Argo: Recommended resources for workflow controller

Created on 29 Apr 2020 · 3Comments · Source: argoproj/argo

On 2.7.1 getting OOMKilled from kubernetes on workflow-controller causing constant restarts. This was with memory limit and requests set to 1Gi.

I'm also getting this error, which then doesn't get retried (presumably because pod is down and controller not able to grab the pod change as it happens): https://github.com/argoproj/argo/blob/v2.7.1/workflow/controller/operator.go#L792

seems to be happier with 4Gi, though I'll let it run for a while

Questions:

Is running more than 1 workflow-controller an option so that wf don't fail, or is argo designed such that replicaCount must be 1?
What are the recommended resource requests for the workflow controller? The base manifests don't impose resource restrictions.

episcaling question wontfix

Source

ddseapy

👍1

Most helpful comment

Are there recommendations on running a high-availability argo in production? We have had other workflows fail when the argo workflow controller restarts for some reason (ie. postgres connection dropped, underlying node issue). We currently manually alert and re-run on these situations, as workflows are not retried in these scenarios even though we have retries enabled.

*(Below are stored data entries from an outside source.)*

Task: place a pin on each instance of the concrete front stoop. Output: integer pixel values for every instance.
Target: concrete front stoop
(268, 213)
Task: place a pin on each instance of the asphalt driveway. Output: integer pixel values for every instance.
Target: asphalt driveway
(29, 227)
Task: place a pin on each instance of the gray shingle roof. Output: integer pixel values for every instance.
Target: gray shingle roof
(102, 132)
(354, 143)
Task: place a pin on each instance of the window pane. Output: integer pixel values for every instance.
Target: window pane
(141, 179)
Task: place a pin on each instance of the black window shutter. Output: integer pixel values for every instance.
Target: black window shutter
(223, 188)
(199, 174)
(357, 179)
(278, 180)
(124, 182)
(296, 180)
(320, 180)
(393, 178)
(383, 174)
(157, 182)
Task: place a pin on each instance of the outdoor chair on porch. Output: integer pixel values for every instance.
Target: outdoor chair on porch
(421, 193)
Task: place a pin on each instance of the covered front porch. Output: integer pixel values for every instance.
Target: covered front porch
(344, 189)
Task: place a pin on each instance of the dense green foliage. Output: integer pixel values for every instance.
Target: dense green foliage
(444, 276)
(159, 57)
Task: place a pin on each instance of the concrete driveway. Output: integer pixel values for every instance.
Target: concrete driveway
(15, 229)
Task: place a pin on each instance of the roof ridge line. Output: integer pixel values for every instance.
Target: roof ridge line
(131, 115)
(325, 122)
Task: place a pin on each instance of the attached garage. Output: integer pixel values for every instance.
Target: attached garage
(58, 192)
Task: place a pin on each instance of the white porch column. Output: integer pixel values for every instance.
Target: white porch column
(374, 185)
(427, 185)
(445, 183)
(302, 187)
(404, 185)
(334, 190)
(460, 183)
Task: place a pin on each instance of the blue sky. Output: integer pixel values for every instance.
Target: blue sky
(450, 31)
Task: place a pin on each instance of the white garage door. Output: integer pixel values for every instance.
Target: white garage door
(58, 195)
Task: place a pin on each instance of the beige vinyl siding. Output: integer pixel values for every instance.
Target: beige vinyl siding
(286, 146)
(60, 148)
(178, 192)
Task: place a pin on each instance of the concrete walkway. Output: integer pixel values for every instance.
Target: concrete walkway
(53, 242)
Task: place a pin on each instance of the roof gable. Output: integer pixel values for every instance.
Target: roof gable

I believe the instance ID would alleviate load on a particular controller, but wouldn't address the need for it always being available.

Other applications that are critical we run more than 1 copy, and have PDB to ensure there are always copies running even when re-scheduled to another node.

Any tips would be appreciated.

ddseapy on 19 May 2020

👍6

All 3 comments

This is a really good pair of questions:

No, you must only run one controller per instance ID, typically people don't use this (it can be a workaround).
Great question. I think the memory usage will grow linearly with the number of workflow you're using - thought 4GB seems a lot.

@jessesuen @sarabala1979 thoughts?

alexec on 29 Apr 2020

I believe the instance ID would alleviate load on a particular controller, but wouldn't address the need for it always being available.

Other applications that are critical we run more than 1 copy, and have PDB to ensure there are always copies running even when re-scheduled to another node.

Any tips would be appreciated.

ddseapy on 19 May 2020

👍6

This issue has been automatically marked as stale because it has not had recent activity. It will be closed if no further activity occurs. Thank you for your contributions.